THOUGH it chimes aptly with the catalogue of delay, frustration and foul-ups that have accompanied the £6million revamp of Blackburn's railway station, the saga of its 'missing' clocks suggests that rail bosses have as much concern for the town's heritage as they have had for getting this project on track.

For it was widely believed that at least one of the two ornate Victorian clocks which graced the platforms for generations would be returned after they were removed for refurbishment three years ago when demolition of the old station began. Now, Railtrack reneges on this apparent understanding.

Nor is it a case of anyone getting the wrong idea. For the planning application for the renovation stated that the clocks should be carefully removed and salvaged for re-use at the station -- or offered for sale to a rail preservation society.

Indeed, Railtrack went to some ceremony to stress their commitment to their conservation -- getting the town's MP, Jack Straw, to symbolically unscrew one of them when they were removed in 1999.
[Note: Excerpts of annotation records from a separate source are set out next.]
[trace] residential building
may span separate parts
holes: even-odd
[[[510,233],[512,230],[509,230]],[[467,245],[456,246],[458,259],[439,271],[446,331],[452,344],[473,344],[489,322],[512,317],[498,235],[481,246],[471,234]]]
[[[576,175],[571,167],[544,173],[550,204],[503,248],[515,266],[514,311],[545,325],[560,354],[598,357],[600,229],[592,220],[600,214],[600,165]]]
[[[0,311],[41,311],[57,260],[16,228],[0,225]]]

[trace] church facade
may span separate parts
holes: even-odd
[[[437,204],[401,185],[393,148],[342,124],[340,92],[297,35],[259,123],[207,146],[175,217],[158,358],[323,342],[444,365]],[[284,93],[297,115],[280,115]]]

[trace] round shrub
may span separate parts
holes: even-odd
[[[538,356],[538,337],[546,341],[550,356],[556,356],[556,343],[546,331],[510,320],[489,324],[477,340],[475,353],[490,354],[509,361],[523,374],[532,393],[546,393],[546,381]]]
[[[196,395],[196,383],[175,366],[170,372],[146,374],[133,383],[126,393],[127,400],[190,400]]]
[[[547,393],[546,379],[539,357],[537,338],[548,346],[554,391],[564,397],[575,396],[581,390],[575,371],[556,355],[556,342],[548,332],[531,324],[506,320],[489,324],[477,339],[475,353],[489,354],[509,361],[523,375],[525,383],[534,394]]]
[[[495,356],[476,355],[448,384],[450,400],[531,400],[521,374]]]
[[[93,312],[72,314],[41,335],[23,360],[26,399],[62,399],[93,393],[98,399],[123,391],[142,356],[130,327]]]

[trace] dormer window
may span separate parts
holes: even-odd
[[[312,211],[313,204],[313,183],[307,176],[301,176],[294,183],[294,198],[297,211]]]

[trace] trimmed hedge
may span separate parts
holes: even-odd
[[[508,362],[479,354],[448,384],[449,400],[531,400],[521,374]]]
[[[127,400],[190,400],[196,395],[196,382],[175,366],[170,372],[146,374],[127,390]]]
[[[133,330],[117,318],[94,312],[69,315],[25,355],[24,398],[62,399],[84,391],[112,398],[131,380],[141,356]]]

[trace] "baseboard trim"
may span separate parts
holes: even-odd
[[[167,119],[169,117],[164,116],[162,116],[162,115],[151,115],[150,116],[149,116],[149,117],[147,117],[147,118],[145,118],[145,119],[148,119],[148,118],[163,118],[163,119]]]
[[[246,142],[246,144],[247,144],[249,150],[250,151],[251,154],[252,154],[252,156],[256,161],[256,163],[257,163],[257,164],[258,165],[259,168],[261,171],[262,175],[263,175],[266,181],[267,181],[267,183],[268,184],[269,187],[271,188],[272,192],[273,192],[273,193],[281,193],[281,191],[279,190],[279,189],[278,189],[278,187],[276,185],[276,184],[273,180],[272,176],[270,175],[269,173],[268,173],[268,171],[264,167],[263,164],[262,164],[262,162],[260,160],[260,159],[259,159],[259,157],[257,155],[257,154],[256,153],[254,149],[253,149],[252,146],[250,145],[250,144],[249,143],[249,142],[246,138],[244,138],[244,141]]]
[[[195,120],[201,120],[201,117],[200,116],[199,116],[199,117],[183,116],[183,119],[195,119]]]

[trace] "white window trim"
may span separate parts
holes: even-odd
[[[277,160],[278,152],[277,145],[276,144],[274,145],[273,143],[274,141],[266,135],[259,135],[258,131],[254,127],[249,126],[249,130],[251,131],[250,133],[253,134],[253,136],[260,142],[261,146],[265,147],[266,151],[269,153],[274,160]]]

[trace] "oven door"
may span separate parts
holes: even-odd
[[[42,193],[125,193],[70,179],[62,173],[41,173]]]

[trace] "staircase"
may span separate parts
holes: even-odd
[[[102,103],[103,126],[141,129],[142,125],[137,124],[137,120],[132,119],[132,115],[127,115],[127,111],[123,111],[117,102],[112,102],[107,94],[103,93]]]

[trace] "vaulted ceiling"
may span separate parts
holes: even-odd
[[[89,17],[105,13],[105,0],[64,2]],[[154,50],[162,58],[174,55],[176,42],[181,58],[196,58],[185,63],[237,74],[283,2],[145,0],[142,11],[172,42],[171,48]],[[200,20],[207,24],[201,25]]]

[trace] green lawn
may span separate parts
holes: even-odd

Now, it is revealed that the clocks are still at the station in mothballs -- and that Railtrack intends to keep them in storage until a 'suitable heritage site' can be found for them.

Apart from the revamped station now being deemed to be complete -- more than a year behind schedule -- but having no clocks on it platforms, the company need not look far for a fitting location. That is, Blackburn Station itself.

The clocks are part of its history and the town's heritage. They belong to Blackburn. And even though the station has been modernised -- and despite all the trouble involved, now promising to be a great regeneration asset for Blackburn -- enough of its original Victorian character remains to make the return of at least one of the clocks an aesthetic as well as moral necessity.